Maria Avelina Fuhro Gastal
Há três semanas, diversas pessoas atribuíram meu quadro de alergia respiratória à primavera. Sempre que me falavam sobre essa possibilidade eu pensava: se estou assim agora imagina quando a primavera chegar.
Sabia que era outubro, acompanhei as postagens saudando a nova estação, mas o meu tempo interno estava suspenso e não acompanhava a métrica imposta. Nem o sabiá, que me acorda na madrugada há anos, cantara.
A primavera me chegou de soco, sem que eu percebesse que já estava nela. A árvore que acolhia o sabiá também desconheceu a mudança. Os galhos que se aproximam da janela do meu quarto continuam despidos. Não acolhem o sabiá, assim como eu não acolhi a nova estação.

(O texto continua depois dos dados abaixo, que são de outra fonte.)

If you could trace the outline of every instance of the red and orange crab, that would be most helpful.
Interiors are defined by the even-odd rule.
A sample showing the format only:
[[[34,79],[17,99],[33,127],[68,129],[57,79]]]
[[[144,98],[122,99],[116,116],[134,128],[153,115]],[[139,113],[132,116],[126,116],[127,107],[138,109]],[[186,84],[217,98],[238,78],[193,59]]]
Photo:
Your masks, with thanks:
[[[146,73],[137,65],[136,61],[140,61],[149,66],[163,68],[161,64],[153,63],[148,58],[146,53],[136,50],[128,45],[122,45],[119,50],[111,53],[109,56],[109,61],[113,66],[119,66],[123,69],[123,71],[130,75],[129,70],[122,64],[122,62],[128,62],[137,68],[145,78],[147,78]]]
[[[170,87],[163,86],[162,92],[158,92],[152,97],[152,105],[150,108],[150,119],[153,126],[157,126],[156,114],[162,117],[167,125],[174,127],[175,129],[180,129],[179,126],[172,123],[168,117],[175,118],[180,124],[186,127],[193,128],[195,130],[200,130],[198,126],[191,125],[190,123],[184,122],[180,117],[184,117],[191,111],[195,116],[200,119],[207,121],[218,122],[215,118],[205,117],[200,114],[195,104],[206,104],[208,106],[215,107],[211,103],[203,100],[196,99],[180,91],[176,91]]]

O calendário nos doma, as horas, domesticam. Na soma dos dias com poucas perspectivas, eles perderam o poder. Restou-me viver o tempo das emoções.
Outono e inverno são introspectivos. O fogo na lareira, a manta de lã sobre o sofá e o chá quente nos convidam a hibernar.
Primavera e verão são extrospectivos. O calor do sol, as cores do dia e a leveza das roupas nos convidam a explorar.
Outono e inverno são saudades, primavera e verão, vontades.
Mantive-me no limbo para não sucumbir às saudades nem me render às vontades. Oscilei entre eles para continuar suportando o já insuportável. Se só saudades, afundo. Se só vontades, me arrisco. Em um fio de naylon equilibro as possibilidades para me manter saudável, seja lá o que isso for nos tempos em que vivemos.
Minha rede de proteção são os amigos, a família, os filhos e os netos. Para eles me jogo sem medo de não encontrar amparo.
Há dezenove meses não sabemos que vida vivemos. Há quase dois anos contabilizamos perdas e mortes. Têm aqueles que não se incomodam e desfilam sua arrogância e desrespeito, gargalhando. Mais do que lunáticos, perversos. Revivem suástica, ofertam lixo como alimento. Não cabem em qualquer das estações, mas invadem todas elas.
Resistir é enxergar esperança. É cantar, compor, sonhar, brincar, rir, encher de vida o caminho que eles tentam tornar estéril.
A primavera me chega aos poucos. Os dias se alongam, as ruas ganham vozes. O vento torna suportável o calor do sol na pele. As vontades adormecidas dão trégua às saudades já insuportáveis. Alternativas de aproximação tornam-se viáveis.
O outono e o inverno podem ser longos, mas não são eternos. A primavera e o verão não ficarão para sempre. Na oscilação das estações aprendemos que nem o horror nem o prazer são permanentes.
Não precisamos nos adaptar para sobreviver. Podemos enfrentar os extremos fazendo-nos fortes para que não nos derrotem.